Eight days after giving birth to her son, Cameron, in April 2011, Rachel D'Souza-Siebert’s heart was aglow with love. It also was about to break.
D'Souza-Siebert suffered a spontaneous coronary artery dissection (SCAD), a rare condition in which a coronary artery tears, blocking blood flow and causing a heart attack. She recalls searing pain through her back and chest that literally knocked her to her knees. The next day, lying in the hospital’s cardiac intensive care unit, the new mom learned she was a heart attack survivor.
“My recovery is an ongoing journey,” D’Souza-Siebert says. “While I was on maternity leave, I was able to attend cardiac rehab at a local hospital three times a week to get comfortable with exercising. Once I was cleared to go back to the gym, I sought out a trainer who could teach me new ways of doing cardio and strength training while following my doctor's orders.”
D’Souza-Siebert also began placing more emphasis on a heart-healthy diet, reducing salt, cholesterol and fat, and focusing on fruits, vegetables and lean proteins. She enjoys active pursuits like hiking and biking with her husband and son. “And I started blogging as an outlet to work through my emotions associated with my heart attack and also to encourage other women to take their heart health seriously,” she says.

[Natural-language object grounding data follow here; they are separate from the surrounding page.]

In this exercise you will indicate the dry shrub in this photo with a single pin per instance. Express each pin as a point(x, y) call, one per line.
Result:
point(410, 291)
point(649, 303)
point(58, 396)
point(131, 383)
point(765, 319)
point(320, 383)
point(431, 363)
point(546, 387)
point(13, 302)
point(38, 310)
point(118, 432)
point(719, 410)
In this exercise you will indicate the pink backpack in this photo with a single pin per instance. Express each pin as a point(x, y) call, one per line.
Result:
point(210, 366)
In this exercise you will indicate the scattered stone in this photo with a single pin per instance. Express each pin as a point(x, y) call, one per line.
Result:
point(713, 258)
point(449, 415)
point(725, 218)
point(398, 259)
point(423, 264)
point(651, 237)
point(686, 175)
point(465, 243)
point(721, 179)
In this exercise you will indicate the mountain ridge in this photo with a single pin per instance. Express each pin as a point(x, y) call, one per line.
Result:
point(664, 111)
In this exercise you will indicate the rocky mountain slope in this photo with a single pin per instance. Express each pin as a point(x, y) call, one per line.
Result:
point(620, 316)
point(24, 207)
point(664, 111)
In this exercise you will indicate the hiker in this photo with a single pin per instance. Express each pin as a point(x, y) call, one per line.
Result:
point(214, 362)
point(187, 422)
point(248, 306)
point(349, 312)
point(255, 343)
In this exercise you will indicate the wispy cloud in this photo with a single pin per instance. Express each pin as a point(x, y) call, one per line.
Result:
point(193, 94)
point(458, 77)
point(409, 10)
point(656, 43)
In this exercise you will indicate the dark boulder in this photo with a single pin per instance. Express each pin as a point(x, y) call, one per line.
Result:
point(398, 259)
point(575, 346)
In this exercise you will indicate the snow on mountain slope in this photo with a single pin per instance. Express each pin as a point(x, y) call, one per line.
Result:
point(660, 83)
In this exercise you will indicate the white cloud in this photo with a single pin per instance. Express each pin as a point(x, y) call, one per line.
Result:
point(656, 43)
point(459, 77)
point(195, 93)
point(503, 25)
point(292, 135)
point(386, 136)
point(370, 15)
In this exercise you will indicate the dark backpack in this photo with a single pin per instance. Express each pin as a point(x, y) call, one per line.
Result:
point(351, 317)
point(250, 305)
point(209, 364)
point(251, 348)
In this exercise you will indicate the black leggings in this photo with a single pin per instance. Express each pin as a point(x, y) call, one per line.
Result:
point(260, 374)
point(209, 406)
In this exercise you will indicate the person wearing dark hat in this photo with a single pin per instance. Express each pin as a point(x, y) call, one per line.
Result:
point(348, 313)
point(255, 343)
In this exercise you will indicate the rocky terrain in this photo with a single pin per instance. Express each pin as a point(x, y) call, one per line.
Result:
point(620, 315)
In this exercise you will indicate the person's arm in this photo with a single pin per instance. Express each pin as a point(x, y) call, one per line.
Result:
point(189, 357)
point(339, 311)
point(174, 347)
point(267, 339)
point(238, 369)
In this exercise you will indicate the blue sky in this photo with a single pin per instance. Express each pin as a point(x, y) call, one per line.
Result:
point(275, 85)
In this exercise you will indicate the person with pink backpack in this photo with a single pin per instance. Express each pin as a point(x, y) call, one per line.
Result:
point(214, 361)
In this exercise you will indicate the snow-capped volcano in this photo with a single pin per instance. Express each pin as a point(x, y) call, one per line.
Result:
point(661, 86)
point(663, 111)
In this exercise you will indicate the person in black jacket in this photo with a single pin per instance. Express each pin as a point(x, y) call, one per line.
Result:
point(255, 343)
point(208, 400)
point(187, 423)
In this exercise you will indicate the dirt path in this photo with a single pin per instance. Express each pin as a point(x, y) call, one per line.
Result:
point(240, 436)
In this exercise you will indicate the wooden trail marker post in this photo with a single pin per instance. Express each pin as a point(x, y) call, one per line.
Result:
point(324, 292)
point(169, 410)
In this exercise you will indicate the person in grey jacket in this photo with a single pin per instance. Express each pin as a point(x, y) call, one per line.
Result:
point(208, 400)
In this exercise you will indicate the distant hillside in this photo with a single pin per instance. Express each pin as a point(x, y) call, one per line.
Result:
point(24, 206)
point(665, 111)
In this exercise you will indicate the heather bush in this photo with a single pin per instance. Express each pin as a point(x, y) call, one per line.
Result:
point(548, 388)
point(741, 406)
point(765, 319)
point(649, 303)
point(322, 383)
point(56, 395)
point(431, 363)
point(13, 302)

D’Souza-Siebert is doing everything right to avoid another heart attack, and her example of heart-healthy living should be followed by everyone, especially because cardiovascular disease remains the leading cause of death in America.
“We’ve made a lot of progress, but heart disease still affects many individuals and families,” says Dr. Timothy Schloss, a cardiologist with Mercy Heart and Vascular in Fenton. He points to a smoke-free lifestyle as the first step in heart health, along with diet and exercise to achieve and maintain a healthy weight. “The other thing is developing a good relationship with your physician and discussing specific risks you may have, such as a family history of heart or vascular disease,” he says.
One reason that physicians emphasize weight control through diet and exercise is because obesity is linked to Type 2 diabetes, which is a major risk factor for heart disease. Other recommendations, such as taking a daily aspirin or undergoing specific tests, are part of a ‘complex equation’ that must be determined based on an array of individual behaviors, health conditions and genetic traits, Schloss notes.
Symptoms of heart attack include pressure in the center of the chest, pain in the shoulders, neck or arms, and chest discomfort with fainting, sweating or nausea. If you or someone you know experiences these symptoms, call 911 immediately, advises Chris Lipp, director of cardiac services at Missouri Baptist Medical Center.
“EMS (Emergency Medical Services) can start treatment in the field, and in most cases, they can activate the response system in the hospital from the ambulance,” Lipp says. EMS personnel partner with hospital-based cardiac response teams to ensure that the team is in place and waiting for the patient’s arrival. Being prepared for the incoming case, specialists stand ready to perform cardiac catheterization, a procedure to open blocked blood vessels. Saving time means saving lives, he notes.
As for D’Souza-Siebert, her prognosis is good. By carefully designing a lifestyle that will protect her heart in years to come, she’s looking forward to watching Cameron grow up.